Location: the refugee context in Cameroon
Cameroon is confronting a multi-faceted humanitarian and protection crisis caused by conflict, inter-communal violence, and the impacts of climate change. The location of refugees follows roughly this schema: refugees from Nigeria who fled Boko Haram violence are situated in the Far North region and refugees from Central African Republic (CAR) in the East region (see Fig. 1). Some refugees from CAR have been displaced for over a decade, and the political and security situation in CAR has not improved sufficiently to warrant their return (16). UNHCR monitors seven refugee sites along the border with CAR (see Fig. 1). Nigerians began seeking refuge in Cameroon in 2012. In response, Cameroon established a camp in Minawao to accommodate up to 20,000 refugees, but the camp’s capacity was nearly exceeded by 2014 (16). This is the only refugee site titled camp in Cameroon. By the end of 2015, violence along the Cameroon-Nigeria border displaced more than 90,000 Cameroonians and refugees who had settled in these areas and this pressure at the border never really stopped (16). At the end of March 2023, Cameroon had over 480,000 refugees and asylum seekers, including roughly 349,000 Central African Republic refugees and 128,000 Nigerians and more than one million internally displaced people (17).
Data sources
Data are involved at three stages of the high-resolution refugee mapping pipeline: first to define the target variable that is the refugee population through administrative records, second to geolocate the refugee population through a settlement map and a gridded population map and third to model its spatial variation through multiple spatial covariates.
Refugee population
The data has been retrieved in April 2023 from the proGres version 4 registration database, UNHCR's corporate registration, identity and case management tool that holds the individual data of forcibly displaced and stateless persons. First rolled out in 2018, it is built on Microsoft customer relationship management and is the backbone of multiple interoperable tools and application ranging from the rapid off-line inputing of refugees information when they seek assistance to the biometric checks during food distributions. The information recorded covers not only basic demographic characteristics but also identification of specific needs and recording of events such as resettlement acceptation or voluntary departure for all countries where UNHCR operates. Considered as the most up-to-date list on refugees in a country, the proGres database is regularly used as a sampling frame to conduct surveys and to provide statistics on the current size of the refugee population. The aggregated statistics from the database are openly available on UNHCR website (3) and through a R package (18) but accessing the individual records requires special authorisation. In countries where government also undertake refugee registration, UNHCR database can contain only a fraction of the refugees, but this is not the case in Cameroon where it can be considered as a refugee census. Out of the 471 386 refugees recorded in Cameroon, 337 223 refugees were reported as living outside of UNHCR-monitored refugee sites. The registration database provided us with refugee aggregates at admin 3 level and partial information on refugee precise locations based on textual input.
Gazetteer
To link the manually inputted textual information in proGres registration database with spatial coordinates, we retrieved 37 531 point locations with names from OpenStreetMap in June 2023 (19) that is point feature with key “place” and value “all” using the QuickOSM plug-in from QGIS (20).

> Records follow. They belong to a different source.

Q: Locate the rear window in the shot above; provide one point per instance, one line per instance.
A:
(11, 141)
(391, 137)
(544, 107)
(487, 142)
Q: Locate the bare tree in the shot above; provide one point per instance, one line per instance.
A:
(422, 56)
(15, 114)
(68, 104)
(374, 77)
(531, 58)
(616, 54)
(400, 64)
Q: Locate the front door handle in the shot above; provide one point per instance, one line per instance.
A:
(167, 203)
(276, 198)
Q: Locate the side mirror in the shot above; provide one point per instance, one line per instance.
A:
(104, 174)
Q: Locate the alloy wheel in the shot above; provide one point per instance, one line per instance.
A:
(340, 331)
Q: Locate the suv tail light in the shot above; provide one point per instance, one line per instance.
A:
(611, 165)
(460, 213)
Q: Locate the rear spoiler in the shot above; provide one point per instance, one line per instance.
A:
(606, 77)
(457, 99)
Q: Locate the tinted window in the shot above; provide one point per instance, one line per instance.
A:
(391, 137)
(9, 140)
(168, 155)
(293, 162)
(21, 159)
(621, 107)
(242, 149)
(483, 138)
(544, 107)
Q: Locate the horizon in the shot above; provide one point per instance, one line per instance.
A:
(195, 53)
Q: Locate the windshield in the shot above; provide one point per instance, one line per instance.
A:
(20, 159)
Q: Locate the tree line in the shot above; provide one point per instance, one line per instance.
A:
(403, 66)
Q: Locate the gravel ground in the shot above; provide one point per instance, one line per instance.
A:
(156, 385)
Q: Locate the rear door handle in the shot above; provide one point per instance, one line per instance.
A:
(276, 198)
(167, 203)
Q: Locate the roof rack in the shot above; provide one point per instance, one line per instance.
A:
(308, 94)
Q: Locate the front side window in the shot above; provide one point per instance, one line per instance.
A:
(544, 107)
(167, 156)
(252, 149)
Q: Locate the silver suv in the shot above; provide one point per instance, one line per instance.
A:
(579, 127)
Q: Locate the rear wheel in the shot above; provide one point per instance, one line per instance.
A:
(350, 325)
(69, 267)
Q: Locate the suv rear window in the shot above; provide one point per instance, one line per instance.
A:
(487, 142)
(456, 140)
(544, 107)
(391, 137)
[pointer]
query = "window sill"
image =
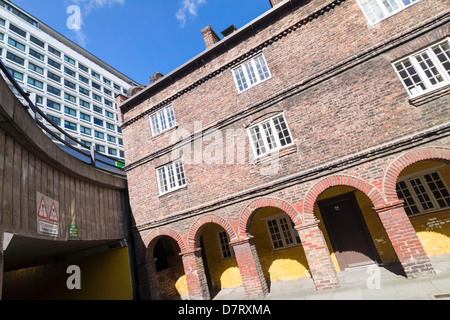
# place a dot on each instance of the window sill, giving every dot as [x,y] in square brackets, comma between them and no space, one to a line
[159,135]
[430,96]
[428,212]
[162,195]
[290,149]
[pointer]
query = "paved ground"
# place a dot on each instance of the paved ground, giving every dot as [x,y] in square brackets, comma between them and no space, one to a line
[361,284]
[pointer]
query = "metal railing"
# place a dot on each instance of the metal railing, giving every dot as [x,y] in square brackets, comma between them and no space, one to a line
[85,153]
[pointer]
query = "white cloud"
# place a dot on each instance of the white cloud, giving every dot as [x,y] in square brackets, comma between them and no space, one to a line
[85,7]
[188,8]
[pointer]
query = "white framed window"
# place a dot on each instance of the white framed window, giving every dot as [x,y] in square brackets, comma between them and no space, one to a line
[282,232]
[270,135]
[162,120]
[251,73]
[426,70]
[423,193]
[227,251]
[171,177]
[377,10]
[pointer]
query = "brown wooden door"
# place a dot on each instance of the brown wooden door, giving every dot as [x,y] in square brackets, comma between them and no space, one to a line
[348,231]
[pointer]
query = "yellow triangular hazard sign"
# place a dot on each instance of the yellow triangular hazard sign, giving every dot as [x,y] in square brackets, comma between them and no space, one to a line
[53,213]
[42,210]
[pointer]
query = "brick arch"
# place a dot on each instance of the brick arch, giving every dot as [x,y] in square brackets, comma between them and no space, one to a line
[245,215]
[340,180]
[394,169]
[192,243]
[165,232]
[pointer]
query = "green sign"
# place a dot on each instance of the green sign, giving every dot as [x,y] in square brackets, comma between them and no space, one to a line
[120,164]
[73,231]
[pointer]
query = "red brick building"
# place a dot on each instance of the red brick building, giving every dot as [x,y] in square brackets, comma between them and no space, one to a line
[313,139]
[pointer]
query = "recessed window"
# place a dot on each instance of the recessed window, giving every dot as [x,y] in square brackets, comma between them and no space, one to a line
[53,63]
[36,54]
[377,10]
[35,68]
[423,193]
[282,232]
[85,130]
[70,111]
[69,60]
[53,90]
[426,70]
[70,125]
[16,74]
[227,251]
[171,177]
[270,135]
[36,83]
[36,41]
[16,44]
[162,120]
[251,73]
[14,58]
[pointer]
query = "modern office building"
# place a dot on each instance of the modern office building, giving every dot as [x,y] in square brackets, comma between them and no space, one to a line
[74,88]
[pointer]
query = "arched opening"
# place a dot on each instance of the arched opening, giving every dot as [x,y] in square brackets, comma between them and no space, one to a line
[353,231]
[425,189]
[219,261]
[169,270]
[278,245]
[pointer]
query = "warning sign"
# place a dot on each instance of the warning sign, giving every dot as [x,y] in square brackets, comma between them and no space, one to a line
[47,215]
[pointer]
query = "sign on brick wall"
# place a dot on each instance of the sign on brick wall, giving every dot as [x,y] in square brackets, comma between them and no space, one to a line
[47,215]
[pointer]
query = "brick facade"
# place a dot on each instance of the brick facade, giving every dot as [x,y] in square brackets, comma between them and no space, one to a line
[352,121]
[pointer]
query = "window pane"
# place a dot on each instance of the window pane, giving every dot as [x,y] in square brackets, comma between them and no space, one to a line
[429,68]
[170,116]
[180,174]
[257,141]
[390,5]
[225,245]
[438,189]
[269,136]
[155,124]
[240,79]
[275,235]
[404,194]
[282,130]
[288,239]
[371,10]
[442,52]
[261,65]
[162,180]
[421,194]
[171,175]
[250,72]
[410,77]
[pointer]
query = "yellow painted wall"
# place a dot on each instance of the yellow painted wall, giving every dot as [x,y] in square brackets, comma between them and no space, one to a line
[104,276]
[376,229]
[224,273]
[433,229]
[281,264]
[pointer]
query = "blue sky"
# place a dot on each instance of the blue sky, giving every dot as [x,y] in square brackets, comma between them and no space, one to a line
[139,37]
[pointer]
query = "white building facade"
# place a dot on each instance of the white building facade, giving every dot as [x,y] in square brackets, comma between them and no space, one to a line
[75,89]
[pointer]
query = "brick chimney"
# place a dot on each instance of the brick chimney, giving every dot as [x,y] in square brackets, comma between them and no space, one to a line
[275,2]
[210,36]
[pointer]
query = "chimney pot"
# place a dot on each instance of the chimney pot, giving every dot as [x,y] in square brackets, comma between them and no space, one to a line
[274,3]
[229,30]
[210,36]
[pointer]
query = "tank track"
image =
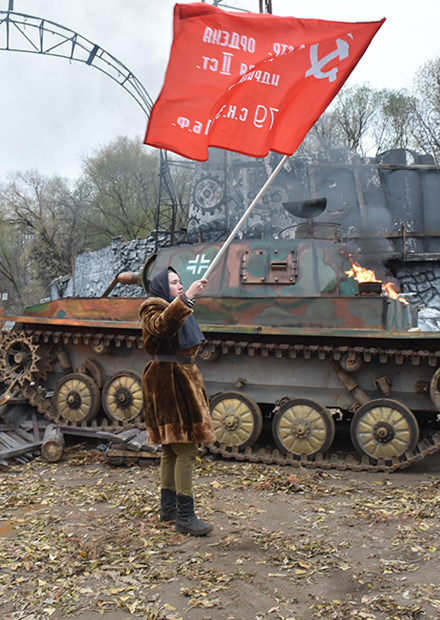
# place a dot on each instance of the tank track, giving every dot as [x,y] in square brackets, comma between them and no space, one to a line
[38,396]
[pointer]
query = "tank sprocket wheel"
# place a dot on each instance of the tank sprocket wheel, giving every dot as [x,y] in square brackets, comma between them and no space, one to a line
[302,426]
[76,398]
[21,359]
[236,418]
[122,396]
[384,429]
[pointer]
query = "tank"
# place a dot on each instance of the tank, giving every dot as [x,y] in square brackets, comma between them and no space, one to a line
[302,362]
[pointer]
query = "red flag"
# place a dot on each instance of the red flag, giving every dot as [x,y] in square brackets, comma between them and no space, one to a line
[250,83]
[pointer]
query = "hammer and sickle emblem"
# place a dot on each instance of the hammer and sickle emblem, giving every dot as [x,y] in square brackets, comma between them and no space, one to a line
[341,52]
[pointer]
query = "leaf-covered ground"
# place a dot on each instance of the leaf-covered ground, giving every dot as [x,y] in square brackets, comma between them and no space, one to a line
[82,540]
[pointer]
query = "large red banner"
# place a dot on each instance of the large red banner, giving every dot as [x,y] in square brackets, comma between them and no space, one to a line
[250,83]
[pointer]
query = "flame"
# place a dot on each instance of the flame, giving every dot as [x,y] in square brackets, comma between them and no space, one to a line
[367,275]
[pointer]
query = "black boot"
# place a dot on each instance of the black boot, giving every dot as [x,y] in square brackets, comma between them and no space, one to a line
[187,522]
[168,509]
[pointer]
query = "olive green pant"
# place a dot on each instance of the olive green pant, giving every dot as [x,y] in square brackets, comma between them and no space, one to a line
[177,466]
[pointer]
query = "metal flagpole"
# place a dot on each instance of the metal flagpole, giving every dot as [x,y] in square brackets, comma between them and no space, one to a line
[244,217]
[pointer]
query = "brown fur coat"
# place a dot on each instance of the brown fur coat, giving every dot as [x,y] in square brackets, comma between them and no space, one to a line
[175,400]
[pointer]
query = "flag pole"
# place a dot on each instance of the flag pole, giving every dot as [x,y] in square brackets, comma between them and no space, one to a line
[244,217]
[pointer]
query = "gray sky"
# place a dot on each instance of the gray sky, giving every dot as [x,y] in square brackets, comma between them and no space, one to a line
[54,112]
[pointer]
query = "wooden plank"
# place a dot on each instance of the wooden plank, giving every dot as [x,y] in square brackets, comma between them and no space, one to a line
[12,453]
[53,444]
[35,426]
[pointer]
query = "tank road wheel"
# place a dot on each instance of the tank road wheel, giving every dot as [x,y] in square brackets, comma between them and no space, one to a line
[122,396]
[384,429]
[76,398]
[236,418]
[302,426]
[434,389]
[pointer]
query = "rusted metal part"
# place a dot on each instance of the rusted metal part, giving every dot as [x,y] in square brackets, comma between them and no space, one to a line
[334,461]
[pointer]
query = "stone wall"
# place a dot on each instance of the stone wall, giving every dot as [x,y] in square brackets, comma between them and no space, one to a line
[95,271]
[420,281]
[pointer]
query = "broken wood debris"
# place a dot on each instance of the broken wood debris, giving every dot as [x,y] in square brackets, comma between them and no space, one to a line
[21,430]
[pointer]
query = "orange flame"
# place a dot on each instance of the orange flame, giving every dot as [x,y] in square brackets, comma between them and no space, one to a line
[367,275]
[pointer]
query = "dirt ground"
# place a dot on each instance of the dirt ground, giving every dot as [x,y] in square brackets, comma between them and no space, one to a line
[82,540]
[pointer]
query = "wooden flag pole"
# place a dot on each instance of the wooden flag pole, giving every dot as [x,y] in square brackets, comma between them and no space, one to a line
[244,217]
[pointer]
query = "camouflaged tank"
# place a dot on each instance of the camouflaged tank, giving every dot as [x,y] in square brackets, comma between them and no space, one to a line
[299,357]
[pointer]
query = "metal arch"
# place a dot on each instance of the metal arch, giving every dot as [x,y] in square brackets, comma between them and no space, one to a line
[36,35]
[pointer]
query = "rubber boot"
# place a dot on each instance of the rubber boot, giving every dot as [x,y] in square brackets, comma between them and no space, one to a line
[187,522]
[168,508]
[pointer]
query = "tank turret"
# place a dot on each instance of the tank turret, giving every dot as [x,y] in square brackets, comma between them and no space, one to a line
[298,354]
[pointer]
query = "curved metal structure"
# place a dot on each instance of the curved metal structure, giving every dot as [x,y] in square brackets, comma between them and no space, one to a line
[36,35]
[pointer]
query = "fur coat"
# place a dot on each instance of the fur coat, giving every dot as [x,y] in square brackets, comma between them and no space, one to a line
[175,400]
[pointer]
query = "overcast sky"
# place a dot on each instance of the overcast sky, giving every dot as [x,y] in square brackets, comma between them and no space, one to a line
[54,112]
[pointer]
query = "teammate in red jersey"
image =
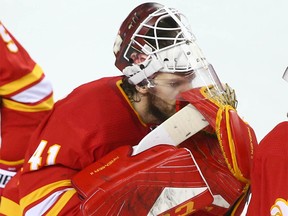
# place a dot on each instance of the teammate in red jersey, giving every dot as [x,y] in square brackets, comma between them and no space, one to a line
[26,97]
[269,174]
[163,69]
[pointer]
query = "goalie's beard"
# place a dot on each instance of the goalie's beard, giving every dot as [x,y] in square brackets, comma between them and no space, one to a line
[160,108]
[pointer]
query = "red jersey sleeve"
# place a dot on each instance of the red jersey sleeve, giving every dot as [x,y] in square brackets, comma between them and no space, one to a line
[269,174]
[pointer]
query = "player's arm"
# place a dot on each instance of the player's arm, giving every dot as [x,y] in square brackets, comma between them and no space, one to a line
[163,180]
[26,96]
[236,138]
[23,85]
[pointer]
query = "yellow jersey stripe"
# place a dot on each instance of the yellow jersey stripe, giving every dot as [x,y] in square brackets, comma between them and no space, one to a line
[26,80]
[12,162]
[42,192]
[45,105]
[61,202]
[9,208]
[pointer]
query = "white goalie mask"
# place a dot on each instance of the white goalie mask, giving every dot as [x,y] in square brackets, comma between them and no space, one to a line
[155,38]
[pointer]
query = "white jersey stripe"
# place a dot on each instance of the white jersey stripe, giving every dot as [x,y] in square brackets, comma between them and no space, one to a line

Covariates We gathered 20 covariates to inform the spatial allocation of refugees inside Cameroon:
-
Covariates linked to the available infrastructure are derived from OpenStreetMap: distance to health, education, local roads, major roads, marketplaces, places of worship, road intersections (19) and from NASA Visible Infrared Imaging Radiometer Suite: mean intensity of nightlights in 2022 (21)
-
Covariates linked to insecurity are derived from the Armed Conflict Location and Event Database (22): distance to conflict locations in 2019, 2020, 2021 and 2022; and from the UNHCR sites location (19): distance to monitored refugee sites
-
A covariate linked to the level of population density is derived from the WorldPop bottom-up gridded population dataset: a sum of population counts in a 1km window
-
Covariates linked to the morphology of settlement are derived from the Ecopia building footprint: the mean and coefficient of variation of the area and perimeter of buildings contained in each grid cell, the date of the satellite imagery used, the classification in urban and rural of the buildings (23)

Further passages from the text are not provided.